Monday, March 21, 2011

The Root Word System

I was looking up a word in the dictionary when a thought came into my mind. A dictionary is actually a symptom of how inefficient our language is.

A perfect language, if it could exist, would actually resemble the number system that we use. Our number system is far more efficient than our word system. Numbers are self-explanatory, while words are not.

You do not need a dictionary to tell you the meaning of a number, because there is really no way to define a number better than the number itself. But suppose we used a different system and the symbol for the number 357 was completely different from the number 358. You would then need to carry a number dictionary around.

Of course, such a system would be highly illogical. But, this is the way words operate. Two closely similar words can mean completely different things in the same way that two similar things may be described by totally different words. In contrast we know that two similar numbers, such as the 357 and 358, must mean close to the same thing.

Unlike numbers, words were thrown together haphazardly over the centuries. Words are organized as verbs, nouns, pronouns, adverbs and, adjectives. But reality is fundamentally numbers and is ordered like our numbering system. We could have taken great advantage of this, except that the words were already in existence.

Words are different from numbers in that only a tiny fraction of the things that could potentially exist actually do exist and need to be assigned a word. In contrast, every number is known to exist whether it is manifested or not. It would make no sense to imagine things that do not exist and assign words to them.

Humans used symbols to represent words long before the idea of alphabets came along. Letters of the alphabet were used to represent spoken sounds and, written words were grafted onto spoken words.
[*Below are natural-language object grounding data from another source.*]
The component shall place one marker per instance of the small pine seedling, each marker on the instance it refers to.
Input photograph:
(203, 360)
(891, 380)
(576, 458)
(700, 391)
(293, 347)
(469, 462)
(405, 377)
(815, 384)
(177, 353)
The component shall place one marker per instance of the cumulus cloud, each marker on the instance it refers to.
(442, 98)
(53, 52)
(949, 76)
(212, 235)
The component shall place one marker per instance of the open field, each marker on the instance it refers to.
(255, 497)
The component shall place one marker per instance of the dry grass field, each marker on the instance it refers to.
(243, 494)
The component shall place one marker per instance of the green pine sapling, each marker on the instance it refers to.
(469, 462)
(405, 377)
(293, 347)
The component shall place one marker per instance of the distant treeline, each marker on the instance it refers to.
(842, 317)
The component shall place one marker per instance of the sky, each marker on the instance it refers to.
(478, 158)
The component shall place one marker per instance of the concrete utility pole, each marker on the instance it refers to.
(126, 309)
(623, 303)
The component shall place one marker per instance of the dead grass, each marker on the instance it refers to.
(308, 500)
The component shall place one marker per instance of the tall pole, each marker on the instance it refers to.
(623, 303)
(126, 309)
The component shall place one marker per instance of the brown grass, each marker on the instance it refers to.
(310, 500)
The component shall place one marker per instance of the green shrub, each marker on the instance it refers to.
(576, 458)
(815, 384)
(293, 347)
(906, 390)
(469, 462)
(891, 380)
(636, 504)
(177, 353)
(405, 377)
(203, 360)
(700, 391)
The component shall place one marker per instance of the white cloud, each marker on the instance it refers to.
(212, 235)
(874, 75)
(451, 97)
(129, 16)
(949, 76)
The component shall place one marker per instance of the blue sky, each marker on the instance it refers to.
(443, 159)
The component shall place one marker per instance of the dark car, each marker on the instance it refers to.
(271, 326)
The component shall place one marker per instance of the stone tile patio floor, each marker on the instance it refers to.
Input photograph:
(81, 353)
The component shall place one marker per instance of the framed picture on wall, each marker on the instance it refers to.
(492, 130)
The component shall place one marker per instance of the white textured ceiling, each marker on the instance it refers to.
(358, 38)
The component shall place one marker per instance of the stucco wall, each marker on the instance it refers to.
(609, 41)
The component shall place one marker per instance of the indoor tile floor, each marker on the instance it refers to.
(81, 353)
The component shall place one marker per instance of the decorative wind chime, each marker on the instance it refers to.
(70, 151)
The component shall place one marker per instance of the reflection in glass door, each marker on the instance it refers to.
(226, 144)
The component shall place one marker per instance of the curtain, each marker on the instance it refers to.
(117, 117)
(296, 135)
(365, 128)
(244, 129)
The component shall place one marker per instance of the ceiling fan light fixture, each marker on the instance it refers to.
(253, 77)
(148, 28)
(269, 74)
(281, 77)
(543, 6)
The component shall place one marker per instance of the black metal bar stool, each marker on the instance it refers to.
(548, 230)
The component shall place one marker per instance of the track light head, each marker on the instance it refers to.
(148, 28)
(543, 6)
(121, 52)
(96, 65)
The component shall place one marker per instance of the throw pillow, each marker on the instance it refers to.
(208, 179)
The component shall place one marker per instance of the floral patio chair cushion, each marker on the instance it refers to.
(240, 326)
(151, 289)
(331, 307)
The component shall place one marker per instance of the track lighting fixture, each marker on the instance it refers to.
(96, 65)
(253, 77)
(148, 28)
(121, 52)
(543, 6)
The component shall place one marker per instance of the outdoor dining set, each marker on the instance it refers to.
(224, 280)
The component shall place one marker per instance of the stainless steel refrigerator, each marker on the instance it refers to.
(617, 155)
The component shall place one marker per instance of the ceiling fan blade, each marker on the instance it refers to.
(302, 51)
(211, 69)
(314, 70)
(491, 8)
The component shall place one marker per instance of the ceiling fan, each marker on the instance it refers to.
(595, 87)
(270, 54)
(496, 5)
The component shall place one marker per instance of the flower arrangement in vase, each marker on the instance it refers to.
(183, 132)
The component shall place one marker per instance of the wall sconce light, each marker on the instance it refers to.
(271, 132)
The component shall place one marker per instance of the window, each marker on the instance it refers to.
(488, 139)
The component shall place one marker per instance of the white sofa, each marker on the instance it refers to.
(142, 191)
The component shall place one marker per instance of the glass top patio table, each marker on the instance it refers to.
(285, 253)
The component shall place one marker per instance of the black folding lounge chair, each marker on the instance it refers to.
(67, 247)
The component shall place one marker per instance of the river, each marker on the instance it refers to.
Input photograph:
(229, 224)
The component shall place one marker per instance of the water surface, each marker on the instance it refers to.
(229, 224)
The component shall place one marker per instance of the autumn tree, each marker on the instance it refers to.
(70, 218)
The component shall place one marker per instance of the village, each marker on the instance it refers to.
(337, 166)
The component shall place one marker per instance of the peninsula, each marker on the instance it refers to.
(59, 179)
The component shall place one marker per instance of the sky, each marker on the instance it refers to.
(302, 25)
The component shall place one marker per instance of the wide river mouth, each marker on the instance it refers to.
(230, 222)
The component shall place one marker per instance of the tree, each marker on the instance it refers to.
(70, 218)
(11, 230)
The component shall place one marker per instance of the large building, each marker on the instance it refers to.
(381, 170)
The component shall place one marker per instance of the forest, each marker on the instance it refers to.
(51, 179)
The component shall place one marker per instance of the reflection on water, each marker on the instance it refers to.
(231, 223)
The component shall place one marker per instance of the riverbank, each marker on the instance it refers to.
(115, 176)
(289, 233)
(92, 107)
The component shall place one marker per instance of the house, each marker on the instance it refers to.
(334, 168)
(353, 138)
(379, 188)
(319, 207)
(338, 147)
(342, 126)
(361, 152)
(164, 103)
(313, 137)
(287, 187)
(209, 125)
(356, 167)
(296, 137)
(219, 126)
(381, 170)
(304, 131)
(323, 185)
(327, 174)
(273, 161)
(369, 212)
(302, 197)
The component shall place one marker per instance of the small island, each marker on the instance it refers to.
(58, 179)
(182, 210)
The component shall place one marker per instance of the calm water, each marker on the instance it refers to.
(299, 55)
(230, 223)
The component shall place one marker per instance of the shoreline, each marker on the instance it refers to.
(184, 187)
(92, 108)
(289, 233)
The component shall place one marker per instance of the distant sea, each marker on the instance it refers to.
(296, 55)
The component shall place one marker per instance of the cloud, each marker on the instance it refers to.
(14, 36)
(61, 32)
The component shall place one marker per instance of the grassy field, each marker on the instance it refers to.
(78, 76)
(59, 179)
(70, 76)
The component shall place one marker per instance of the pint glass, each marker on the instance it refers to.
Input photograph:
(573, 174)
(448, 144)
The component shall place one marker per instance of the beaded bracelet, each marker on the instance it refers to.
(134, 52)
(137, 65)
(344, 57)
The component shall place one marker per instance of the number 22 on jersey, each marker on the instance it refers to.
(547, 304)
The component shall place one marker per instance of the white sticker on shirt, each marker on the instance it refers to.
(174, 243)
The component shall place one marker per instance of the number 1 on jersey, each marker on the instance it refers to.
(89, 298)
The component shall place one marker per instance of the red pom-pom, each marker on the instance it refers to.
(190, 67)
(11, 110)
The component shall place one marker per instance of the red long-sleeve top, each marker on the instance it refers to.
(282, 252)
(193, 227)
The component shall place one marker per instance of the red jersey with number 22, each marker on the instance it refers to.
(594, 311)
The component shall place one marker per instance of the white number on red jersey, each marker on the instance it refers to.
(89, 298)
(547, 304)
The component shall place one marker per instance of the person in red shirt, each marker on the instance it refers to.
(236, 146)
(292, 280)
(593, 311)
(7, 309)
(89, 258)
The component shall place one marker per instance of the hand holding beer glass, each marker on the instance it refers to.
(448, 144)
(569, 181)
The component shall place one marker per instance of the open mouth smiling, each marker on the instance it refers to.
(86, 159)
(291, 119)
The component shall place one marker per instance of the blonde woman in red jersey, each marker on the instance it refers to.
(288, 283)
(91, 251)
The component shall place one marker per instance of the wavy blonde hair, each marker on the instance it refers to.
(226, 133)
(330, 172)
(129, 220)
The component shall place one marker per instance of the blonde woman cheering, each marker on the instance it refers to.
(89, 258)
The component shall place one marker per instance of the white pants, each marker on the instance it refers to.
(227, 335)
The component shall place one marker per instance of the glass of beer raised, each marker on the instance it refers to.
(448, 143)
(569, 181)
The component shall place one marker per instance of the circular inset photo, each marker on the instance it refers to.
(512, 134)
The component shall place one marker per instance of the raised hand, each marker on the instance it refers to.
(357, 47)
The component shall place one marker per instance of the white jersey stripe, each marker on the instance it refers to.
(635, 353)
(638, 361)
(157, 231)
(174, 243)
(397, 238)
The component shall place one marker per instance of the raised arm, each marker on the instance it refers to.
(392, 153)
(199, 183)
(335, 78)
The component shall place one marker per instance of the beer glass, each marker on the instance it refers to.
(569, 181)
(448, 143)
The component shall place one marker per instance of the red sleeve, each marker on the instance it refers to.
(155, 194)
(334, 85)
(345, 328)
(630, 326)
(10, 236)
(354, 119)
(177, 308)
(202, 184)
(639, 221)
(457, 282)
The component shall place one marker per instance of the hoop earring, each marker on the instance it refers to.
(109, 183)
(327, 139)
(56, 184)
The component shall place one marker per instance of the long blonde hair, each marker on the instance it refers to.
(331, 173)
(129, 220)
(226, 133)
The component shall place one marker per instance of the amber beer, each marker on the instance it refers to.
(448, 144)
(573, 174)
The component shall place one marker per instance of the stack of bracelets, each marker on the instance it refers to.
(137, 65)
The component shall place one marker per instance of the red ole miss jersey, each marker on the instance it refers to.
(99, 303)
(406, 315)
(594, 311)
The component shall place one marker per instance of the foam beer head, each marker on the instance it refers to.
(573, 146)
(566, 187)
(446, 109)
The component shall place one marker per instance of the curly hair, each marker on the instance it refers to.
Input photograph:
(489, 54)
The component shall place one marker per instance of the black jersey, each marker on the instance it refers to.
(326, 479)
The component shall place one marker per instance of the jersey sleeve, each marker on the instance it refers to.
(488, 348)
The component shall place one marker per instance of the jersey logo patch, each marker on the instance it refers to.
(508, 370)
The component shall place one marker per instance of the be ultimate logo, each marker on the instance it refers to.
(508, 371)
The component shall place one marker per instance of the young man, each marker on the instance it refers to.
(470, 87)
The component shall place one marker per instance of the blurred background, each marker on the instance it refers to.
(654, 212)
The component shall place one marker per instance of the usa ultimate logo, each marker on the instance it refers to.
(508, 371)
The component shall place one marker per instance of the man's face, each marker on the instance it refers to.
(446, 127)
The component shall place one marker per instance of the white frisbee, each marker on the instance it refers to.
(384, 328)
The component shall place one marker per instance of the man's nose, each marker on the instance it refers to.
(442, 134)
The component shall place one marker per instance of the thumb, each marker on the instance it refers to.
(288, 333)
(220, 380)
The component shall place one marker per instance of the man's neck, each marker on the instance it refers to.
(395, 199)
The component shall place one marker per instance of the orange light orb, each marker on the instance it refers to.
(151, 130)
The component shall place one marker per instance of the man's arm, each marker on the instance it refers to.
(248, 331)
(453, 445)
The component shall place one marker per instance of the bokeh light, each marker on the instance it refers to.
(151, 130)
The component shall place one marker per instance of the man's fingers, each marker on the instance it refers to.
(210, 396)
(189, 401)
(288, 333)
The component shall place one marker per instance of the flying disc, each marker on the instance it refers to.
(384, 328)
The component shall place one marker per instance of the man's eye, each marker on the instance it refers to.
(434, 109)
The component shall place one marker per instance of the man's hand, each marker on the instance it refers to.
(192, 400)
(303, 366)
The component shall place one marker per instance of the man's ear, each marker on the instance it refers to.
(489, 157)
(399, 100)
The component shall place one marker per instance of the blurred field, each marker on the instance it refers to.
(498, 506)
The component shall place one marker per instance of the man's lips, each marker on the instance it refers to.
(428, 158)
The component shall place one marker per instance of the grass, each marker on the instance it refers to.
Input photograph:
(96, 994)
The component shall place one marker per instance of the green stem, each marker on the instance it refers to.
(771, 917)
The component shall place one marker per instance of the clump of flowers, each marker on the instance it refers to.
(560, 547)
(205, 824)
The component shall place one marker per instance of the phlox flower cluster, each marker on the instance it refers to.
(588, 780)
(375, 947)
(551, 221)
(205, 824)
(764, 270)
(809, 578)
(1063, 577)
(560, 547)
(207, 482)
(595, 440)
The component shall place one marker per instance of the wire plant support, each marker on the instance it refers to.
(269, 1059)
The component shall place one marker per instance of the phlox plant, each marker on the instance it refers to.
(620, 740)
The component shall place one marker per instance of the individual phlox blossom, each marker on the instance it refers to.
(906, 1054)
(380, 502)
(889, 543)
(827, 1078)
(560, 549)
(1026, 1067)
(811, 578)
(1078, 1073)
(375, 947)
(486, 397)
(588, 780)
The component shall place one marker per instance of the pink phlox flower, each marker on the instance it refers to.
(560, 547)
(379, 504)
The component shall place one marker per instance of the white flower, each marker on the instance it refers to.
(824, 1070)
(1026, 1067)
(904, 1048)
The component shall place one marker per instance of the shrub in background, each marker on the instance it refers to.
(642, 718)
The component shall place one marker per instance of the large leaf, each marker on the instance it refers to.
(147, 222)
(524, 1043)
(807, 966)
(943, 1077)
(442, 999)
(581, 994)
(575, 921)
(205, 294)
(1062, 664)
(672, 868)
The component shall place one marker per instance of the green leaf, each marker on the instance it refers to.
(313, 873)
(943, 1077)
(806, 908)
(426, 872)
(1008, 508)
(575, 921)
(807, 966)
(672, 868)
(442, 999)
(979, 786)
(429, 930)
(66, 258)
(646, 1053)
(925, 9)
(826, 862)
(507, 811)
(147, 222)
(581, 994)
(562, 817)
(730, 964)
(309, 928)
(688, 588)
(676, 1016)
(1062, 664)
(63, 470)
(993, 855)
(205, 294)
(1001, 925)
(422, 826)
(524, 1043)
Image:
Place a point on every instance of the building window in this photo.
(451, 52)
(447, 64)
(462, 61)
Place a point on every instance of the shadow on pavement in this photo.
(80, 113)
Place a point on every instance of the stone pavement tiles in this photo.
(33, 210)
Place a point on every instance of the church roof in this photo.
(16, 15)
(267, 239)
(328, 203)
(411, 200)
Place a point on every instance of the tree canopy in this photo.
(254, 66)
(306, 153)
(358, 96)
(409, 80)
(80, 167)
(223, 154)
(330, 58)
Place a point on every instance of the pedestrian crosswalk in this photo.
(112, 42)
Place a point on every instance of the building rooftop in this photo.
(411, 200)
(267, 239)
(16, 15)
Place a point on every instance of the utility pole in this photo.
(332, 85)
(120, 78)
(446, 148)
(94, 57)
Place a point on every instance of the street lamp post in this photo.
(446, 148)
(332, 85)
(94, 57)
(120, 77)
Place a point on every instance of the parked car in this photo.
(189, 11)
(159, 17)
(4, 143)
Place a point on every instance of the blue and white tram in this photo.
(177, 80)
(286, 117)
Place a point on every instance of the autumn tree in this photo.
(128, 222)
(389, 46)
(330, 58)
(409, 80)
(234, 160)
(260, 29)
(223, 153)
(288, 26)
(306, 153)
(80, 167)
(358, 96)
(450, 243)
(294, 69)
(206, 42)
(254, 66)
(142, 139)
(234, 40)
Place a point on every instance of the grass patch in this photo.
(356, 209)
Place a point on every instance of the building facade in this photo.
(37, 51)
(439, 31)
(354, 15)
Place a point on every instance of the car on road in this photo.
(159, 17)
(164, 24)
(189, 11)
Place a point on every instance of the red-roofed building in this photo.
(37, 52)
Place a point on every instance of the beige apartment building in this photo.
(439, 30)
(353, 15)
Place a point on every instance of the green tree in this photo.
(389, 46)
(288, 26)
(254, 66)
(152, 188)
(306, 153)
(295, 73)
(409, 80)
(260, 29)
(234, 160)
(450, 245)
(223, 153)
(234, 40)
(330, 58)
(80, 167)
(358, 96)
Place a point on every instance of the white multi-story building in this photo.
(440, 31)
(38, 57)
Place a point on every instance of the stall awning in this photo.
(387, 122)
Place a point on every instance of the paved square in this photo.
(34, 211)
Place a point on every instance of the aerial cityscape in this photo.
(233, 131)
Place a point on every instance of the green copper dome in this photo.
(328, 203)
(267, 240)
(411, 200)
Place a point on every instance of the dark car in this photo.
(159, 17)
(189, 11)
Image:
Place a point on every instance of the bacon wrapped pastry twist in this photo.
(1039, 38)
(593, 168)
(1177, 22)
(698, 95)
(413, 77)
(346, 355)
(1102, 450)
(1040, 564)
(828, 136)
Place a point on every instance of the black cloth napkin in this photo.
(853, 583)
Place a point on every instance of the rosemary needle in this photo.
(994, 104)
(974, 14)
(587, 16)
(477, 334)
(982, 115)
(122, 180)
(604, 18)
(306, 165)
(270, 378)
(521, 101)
Then I got to wondering, what if letters had come first so that they could have been used from the beginning to represent words, using an alphabet? We could have structured words like numbers and they would be just about as self-explanatory as numbers. Words could have successive roots and, building words would be like building molecules from atoms.

For example, the word "atom" could be such a root word so that anything associated with atoms, such as the component electrons, neutrons and, protons, would be assigned words with the root "atom-". Another such root word could be "house-", and anything associated with a house would be assigned words built on this root word. Root words could be combined together, if necessary, with the most fundamental one coming first.

We could even make the system still more efficient by assigning root words by which letter of the alphabet they begin with, so that related or similar things would be assigned similar words. We would start with dividing all words into the parts of speech: verbs, nouns, etc.

The incredible efficiency that would have been possible with such a word system can be extended to sentences. The fundamantal unit of communication is really the sentence, rather than the word. But we are forced to revolve communication around the word, due to this great inefficiency. It would often be possible to crunch sentences together into a single word. This would be extremely useful digitally.

Such a root word system to make words operate in the same way as the number system would bring us almost unfathomable advantages. For one thing, it would make learning immeasurably easier. Students would need to learn only a relatively few root words. Also the more fundamantal the word was, and thus the more frequently it is likely to be used, the shorter the word would be.

Not only would the Root Word System be incredibly efficient, it would make it a simple matter to translate between languages. It would be so easy for any document to be analyzed by computer because it would essentially be a program in itself and the compiler would only have to parse the root words.

Even if you do not think that the Root Word System is a practical idea at this point, because it would involve creating a whole new human language, it could start off as a computer language.